Brickbats
-A security guard at Seagoville High School in Dallas, Texas, ordered a student to take off her rosary. Local police say rosary beads are a gang symbol.
-In California's Dos Palos High School, an assistant principal forced Jake Shelly to take off his shirt and wear a T-shirt proclaiming him a dress code violator. Shelly's shirt, said the official, violated a provision of the dress code banning clothing that promotes "specific races, cultures, or ethnicities." It depicted the American flag.
-Dave Alsop parked his car in a lot near Torquy Harbor in England at 2:49 p.m. He paid for 75 minutes, allowing him to park until 4:04 p.m. But when he got back to his car at 3:41 p.m., he found a traffic warden had just given him a ticket. When he protested, the man tapped 14.49 intohis calculator and then added .75, which gave him 15.24. He insisted this meant that Alsop's time expired at 3:24 p.m. After Alsop appealed the ticket and won, council officials said they'd give the warden extra training on how to tell time.

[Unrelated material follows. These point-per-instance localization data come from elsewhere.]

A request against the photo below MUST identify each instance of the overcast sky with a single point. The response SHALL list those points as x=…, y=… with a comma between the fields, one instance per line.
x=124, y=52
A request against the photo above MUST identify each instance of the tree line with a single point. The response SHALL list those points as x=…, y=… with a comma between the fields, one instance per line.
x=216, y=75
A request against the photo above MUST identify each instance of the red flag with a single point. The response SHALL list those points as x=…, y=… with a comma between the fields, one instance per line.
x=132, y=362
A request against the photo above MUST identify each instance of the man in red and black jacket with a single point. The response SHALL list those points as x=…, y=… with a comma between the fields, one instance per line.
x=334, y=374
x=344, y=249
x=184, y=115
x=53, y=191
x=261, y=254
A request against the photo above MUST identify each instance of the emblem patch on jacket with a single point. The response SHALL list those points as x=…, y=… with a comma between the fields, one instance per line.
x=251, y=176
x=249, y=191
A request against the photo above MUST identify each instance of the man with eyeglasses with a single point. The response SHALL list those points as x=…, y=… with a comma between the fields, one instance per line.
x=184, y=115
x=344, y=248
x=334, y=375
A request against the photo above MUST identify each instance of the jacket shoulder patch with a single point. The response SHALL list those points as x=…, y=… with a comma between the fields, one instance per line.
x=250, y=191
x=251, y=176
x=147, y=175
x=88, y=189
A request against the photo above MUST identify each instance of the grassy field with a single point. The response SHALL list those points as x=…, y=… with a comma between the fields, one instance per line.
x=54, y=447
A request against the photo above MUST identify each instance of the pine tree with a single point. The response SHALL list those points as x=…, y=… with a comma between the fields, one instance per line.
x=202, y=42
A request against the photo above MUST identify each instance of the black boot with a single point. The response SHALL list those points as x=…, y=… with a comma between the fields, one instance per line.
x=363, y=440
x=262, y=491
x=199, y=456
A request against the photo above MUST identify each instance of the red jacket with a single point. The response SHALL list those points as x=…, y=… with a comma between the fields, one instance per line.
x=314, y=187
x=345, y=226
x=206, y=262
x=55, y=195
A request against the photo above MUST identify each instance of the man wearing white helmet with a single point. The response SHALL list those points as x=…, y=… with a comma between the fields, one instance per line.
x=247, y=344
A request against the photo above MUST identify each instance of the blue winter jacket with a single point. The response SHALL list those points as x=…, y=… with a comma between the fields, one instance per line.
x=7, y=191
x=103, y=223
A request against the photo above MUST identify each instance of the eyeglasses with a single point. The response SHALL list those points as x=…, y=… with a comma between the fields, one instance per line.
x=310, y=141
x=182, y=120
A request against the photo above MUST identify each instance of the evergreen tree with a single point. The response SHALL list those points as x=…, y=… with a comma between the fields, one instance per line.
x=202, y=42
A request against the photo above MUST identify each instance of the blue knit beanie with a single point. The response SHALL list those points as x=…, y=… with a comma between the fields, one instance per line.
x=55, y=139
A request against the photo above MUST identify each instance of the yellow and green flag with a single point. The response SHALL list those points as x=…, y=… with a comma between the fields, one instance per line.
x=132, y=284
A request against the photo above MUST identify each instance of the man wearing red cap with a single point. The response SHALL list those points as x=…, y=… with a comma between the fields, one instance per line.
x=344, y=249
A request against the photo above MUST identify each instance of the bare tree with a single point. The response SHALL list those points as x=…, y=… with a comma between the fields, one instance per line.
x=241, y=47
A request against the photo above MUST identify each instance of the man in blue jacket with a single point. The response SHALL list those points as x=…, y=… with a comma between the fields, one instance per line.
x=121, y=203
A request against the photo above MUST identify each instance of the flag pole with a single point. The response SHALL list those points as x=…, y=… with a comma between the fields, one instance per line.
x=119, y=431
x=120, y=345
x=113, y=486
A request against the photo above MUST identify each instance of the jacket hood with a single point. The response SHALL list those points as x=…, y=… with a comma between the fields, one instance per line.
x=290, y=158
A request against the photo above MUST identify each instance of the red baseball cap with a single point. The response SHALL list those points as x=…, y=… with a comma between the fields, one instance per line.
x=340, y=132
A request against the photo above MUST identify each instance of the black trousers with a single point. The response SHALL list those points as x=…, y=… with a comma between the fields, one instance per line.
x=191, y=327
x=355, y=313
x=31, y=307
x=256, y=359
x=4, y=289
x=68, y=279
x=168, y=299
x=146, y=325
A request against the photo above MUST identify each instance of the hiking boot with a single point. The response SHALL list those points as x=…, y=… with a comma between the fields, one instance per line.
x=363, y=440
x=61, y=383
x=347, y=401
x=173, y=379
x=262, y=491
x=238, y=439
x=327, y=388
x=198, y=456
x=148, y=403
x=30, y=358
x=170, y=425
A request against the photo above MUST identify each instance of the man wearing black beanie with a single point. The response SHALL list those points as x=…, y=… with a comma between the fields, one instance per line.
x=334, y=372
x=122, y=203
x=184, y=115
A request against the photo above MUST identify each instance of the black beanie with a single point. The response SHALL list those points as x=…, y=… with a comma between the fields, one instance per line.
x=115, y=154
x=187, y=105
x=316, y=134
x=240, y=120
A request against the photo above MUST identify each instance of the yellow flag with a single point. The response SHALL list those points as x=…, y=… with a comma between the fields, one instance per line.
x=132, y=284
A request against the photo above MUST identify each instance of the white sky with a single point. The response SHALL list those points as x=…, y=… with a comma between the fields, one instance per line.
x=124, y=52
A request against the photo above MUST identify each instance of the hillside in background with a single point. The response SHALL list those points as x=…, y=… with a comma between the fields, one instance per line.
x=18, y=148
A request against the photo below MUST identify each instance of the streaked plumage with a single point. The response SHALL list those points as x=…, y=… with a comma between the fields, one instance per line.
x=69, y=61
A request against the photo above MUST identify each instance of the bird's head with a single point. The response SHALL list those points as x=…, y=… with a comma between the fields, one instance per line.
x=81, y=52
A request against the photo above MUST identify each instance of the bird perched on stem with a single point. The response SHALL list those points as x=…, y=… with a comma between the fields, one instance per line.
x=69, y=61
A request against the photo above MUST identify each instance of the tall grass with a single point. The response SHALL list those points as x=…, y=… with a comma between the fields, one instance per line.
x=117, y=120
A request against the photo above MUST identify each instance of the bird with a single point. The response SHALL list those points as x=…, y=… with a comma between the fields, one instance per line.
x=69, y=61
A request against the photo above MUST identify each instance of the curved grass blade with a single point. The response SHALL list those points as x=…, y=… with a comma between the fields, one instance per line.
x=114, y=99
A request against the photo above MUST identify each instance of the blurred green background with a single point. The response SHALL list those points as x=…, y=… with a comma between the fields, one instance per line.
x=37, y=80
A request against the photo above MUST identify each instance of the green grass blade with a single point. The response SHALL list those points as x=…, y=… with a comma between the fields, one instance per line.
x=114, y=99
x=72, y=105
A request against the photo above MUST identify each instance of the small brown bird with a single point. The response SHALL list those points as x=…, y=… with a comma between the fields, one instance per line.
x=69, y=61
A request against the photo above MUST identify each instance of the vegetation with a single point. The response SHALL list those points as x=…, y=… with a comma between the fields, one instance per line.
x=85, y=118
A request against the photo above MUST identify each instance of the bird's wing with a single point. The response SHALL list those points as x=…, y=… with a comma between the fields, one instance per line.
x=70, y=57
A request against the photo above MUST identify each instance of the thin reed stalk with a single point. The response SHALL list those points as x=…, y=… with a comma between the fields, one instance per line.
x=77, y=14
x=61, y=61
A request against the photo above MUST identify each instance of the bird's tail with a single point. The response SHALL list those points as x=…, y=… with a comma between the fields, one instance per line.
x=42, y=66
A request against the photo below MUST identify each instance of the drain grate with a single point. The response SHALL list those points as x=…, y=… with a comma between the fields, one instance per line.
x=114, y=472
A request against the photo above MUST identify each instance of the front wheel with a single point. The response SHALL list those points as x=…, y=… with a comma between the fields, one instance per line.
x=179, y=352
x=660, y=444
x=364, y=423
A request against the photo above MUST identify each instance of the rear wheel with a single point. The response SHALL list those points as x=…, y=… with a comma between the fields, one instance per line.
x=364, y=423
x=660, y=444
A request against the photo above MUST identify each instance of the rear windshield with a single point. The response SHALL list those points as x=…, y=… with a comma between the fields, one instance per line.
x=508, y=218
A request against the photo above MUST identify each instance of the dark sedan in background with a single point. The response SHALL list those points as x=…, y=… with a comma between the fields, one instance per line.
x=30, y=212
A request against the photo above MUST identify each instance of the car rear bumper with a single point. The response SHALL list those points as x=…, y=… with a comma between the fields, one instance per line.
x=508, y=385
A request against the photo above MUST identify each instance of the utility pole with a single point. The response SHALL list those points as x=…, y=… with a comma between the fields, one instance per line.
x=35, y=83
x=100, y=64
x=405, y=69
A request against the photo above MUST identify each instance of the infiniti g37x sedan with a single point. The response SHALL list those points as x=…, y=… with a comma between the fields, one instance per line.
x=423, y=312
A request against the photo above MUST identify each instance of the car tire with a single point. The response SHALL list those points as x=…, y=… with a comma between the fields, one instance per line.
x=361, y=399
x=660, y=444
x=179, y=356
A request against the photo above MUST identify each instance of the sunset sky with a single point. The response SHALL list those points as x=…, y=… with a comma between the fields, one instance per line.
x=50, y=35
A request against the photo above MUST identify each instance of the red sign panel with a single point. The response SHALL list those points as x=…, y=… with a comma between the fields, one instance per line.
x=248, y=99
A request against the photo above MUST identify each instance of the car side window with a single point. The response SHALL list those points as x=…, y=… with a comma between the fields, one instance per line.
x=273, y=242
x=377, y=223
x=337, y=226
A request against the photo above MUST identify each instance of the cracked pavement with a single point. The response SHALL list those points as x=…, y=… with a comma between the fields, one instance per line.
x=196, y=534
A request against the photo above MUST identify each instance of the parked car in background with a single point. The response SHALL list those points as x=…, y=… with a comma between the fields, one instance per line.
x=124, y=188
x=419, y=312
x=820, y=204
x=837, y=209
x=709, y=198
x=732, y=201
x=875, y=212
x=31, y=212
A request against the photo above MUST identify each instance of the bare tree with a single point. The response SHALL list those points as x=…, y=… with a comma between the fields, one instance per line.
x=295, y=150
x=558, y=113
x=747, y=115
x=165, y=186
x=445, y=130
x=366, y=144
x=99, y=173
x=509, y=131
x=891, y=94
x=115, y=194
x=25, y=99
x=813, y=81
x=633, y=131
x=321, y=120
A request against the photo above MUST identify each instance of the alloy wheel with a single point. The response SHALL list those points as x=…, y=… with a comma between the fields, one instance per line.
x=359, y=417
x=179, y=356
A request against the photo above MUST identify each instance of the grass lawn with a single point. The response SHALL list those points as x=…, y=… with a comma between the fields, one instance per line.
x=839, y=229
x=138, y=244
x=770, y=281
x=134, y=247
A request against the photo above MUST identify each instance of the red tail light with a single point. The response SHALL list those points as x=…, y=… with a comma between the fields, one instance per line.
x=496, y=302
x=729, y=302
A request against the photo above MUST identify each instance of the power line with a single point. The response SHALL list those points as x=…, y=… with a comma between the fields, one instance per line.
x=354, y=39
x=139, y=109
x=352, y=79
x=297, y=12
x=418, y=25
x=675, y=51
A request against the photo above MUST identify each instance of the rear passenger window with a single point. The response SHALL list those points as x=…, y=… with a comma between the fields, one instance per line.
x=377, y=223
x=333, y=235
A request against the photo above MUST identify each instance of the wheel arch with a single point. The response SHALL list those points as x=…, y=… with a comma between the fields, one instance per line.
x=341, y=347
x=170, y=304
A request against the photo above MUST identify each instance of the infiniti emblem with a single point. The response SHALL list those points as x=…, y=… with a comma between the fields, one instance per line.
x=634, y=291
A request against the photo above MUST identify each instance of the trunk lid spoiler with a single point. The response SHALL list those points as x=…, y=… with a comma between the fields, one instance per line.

-State law may prohibit some Texans who own beachfront property from rebuilding on it in the wake of Hurricane Ike. The state considers anything between the average high-tide line and the average low-tide line public property. In some places, the storm may have eroded the beach so much that previously private territory is now in that zone. The owners won't be compensated for their lost property.
-Jack Anderson may be just 6, but he's been on the federal government's no-fly list for years. Well, actually it's someone with a name similar to his. But it's close enough. His mother says the first time he had trouble with airline security was in 2004, when Jack was just 2. She says it took her family an hour to convince officials that the tyke in the stroller wasn't the man on the list. It happened again two years later. Since that encounter, the Andersons have driven, not flown, on vacations.
-When police in South Charleston, West Virginia, pulled over Jose Cruz for driving under the influence and driving with no headlights, he passed gas and waved his hand, directing the smell toward the officer. So the cops added battery to the charges. After reviewing the case, prosecutors dropped that charge.
-The poet Friedrich Schiller has been dead for more than 200 years. But that didn't stop the German government from billing him for his mandatory TV and radio license fee. Bills continue to arrive at the Friedrich Schiller Primary School, even after the headmaster wrote to the collection agency reminding them that Schiller has long been dead.
-When Brazil's Environment Ministry set out to document the 100 biggest illegal loggers, it found the biggest offender was the government itself. The six largest deforested areas of the Amazon belong to the National Institute for Colonization and Agrarian Reform.